# Dataset Description
This data corresponds to a set of financial transactions associated with individuals. The data has been standardized, de-trended, and anonymized. You are provided with over two hundred thousand observations and nearly 800 features.  Each observation is independent from the previous. 

For each observation, it was recorded whether a default was triggered. In case of a default, the loss was measured. This quantity lies between 0 and 100. It has been normalised, considering that the notional of each transaction at inception is 100. For example, a loss of 60 means that only 40 is reimbursed. If the loan did not default, the loss was 0. You are asked to predict the losses for each observation in the test set.

Missing feature values have been kept as is, so that the competing teams can really use the maximum data available, implementing a strategy to fill the gaps if desired. Note that some variables may be categorical (e.g. f776 and f777).

The competition sponsor has worked to remove time-dimensionality from the data. However, the observations are still listed in order from old to new in the training set.
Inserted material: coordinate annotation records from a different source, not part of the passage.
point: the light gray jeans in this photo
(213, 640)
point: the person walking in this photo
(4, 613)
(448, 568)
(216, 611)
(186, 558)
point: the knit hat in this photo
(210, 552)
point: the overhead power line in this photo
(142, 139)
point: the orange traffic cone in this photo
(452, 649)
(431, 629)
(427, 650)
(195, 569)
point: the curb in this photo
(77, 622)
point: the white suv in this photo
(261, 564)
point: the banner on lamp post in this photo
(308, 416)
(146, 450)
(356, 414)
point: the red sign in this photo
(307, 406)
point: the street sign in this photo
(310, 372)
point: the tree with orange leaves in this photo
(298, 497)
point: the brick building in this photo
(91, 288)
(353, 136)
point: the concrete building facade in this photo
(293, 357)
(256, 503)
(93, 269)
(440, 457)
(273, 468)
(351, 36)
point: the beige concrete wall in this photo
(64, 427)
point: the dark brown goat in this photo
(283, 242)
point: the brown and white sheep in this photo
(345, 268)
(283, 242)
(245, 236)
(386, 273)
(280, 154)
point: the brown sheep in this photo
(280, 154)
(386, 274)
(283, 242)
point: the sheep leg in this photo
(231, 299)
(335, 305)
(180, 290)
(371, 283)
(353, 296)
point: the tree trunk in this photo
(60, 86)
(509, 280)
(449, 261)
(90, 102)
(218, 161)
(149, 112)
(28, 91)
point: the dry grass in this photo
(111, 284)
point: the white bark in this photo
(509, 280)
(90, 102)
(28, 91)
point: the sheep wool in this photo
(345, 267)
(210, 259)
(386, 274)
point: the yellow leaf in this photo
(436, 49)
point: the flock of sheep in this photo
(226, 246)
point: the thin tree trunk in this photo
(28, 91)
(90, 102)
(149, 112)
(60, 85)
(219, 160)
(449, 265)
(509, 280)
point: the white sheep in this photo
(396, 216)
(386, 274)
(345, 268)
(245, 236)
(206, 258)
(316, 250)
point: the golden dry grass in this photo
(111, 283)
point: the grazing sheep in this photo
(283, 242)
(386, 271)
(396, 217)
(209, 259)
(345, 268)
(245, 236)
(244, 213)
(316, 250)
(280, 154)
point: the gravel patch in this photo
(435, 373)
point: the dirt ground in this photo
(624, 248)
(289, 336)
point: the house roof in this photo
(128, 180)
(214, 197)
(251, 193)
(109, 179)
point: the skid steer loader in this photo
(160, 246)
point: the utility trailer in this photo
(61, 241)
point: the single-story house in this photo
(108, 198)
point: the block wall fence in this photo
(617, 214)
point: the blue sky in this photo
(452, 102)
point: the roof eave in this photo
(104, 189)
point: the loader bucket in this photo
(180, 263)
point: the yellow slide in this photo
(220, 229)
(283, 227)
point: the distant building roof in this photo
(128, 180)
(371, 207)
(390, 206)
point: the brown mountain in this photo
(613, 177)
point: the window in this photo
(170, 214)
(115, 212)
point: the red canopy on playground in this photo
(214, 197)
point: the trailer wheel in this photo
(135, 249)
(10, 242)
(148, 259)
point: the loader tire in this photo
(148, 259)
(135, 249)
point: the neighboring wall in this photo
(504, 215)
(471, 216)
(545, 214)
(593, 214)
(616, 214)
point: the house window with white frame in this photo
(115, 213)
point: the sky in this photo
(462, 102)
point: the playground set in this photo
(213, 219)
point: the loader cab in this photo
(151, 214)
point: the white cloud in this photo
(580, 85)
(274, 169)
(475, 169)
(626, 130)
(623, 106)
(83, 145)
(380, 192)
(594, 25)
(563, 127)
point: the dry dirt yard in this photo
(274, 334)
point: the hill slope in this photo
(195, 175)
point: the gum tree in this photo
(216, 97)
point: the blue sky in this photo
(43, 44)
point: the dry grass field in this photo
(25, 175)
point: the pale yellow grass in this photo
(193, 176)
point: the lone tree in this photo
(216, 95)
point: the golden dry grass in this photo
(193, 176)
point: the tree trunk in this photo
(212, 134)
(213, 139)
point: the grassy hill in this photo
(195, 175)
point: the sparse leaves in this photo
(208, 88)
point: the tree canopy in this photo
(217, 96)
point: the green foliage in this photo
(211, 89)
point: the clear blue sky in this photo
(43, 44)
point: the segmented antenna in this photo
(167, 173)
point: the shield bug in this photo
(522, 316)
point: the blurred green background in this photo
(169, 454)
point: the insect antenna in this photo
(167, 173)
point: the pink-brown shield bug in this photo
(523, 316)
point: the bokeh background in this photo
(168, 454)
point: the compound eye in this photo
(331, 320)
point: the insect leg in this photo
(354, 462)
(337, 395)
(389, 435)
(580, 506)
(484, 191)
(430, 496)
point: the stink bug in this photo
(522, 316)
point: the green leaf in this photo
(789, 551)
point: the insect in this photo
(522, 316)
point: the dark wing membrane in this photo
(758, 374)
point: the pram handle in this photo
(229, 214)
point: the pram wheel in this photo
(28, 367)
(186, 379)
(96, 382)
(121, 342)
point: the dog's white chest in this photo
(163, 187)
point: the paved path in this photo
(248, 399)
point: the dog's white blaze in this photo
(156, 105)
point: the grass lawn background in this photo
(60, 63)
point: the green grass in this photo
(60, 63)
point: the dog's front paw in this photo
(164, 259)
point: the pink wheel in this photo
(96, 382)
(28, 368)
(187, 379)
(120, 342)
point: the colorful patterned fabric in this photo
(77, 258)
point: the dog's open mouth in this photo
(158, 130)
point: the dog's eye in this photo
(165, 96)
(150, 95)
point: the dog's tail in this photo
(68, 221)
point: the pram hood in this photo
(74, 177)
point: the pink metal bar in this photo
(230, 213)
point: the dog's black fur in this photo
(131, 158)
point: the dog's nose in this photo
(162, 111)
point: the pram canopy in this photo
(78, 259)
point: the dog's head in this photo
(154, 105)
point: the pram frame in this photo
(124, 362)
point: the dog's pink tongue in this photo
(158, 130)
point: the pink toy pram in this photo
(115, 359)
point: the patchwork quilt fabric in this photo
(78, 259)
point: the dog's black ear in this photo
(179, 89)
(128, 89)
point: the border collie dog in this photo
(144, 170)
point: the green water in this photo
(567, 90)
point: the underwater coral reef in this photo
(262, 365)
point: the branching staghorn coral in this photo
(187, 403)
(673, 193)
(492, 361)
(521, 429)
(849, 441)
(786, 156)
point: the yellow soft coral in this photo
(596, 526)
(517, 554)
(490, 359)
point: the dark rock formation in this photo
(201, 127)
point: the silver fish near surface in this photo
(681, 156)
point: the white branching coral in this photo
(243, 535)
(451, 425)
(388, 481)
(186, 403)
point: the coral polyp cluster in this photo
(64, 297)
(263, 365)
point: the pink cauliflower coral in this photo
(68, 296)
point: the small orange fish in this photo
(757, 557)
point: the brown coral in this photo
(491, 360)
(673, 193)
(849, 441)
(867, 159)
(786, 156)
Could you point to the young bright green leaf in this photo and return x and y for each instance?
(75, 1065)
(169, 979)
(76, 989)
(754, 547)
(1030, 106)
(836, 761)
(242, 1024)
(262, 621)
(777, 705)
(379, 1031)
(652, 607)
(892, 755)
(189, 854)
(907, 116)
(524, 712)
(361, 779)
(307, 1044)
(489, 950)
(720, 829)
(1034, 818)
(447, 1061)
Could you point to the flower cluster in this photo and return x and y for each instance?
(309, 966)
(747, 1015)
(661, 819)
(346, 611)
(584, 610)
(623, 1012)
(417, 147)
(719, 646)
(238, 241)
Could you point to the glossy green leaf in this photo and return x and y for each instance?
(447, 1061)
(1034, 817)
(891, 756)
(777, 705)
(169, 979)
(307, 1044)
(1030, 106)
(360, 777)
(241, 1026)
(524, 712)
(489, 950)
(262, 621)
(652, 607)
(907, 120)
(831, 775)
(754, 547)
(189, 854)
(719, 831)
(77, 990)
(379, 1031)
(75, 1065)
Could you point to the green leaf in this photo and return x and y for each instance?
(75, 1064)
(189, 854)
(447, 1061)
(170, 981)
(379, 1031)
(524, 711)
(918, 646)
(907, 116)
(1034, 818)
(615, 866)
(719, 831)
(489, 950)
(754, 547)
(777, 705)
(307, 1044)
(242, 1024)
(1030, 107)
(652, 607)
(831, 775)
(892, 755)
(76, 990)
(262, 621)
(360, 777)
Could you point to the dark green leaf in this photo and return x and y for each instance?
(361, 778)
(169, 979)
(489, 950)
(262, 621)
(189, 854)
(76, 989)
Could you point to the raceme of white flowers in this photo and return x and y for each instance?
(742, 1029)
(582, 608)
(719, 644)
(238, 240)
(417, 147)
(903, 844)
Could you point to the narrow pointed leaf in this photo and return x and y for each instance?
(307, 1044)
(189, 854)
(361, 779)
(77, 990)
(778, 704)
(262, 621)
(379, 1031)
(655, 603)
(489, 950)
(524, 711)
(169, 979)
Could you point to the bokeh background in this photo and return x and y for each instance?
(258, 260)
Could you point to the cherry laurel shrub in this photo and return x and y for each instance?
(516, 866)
In the test set they are in random order.

More info: https://www.kaggle.com/competitions/loan-default-prediction/overview

# 0 Import packages

In [None]:
import pandas as pd
import numpy as np
import sklearn
from sklearn.model_selection import train_test_split
import warnings
warnings.filterwarnings("ignore")

In [None]:
print(f"pandas: {pd.__version__}, numpy:{np.__version__}, sklearn:{sklearn.__version__}")

# 1. Data cleaning
and missing values replacement

## read data

In [None]:
data_path = 'data/'

train_df = pd.read_csv(data_path+"train_v2.csv.zip", compression="zip")
delay_df = pd.read_csv(data_path+"test_v2.csv.zip", compression="zip")

In [None]:
train_df.head()

In [None]:
# looking at data type, we can observe that there are both numeric & categorical data
train_df.shape, train_df.dtypes.value_counts()

In [None]:
# we have 770 features and target 'loss' at train_df, there is no 'loss' at delay_df
delay_df.shape, delay_df.dtypes.value_counts()

In [None]:
delay_df.head()

In [None]:
train_df['loss'].describe()

In [None]:
train_loss_stat = (train_df['loss'].value_counts(dropna=False)*100/len(train_df)).sort_index()
print(train_loss_stat.head().to_string())
train_loss_stat.loc[1:].plot(kind='bar', figsize=(12, 6))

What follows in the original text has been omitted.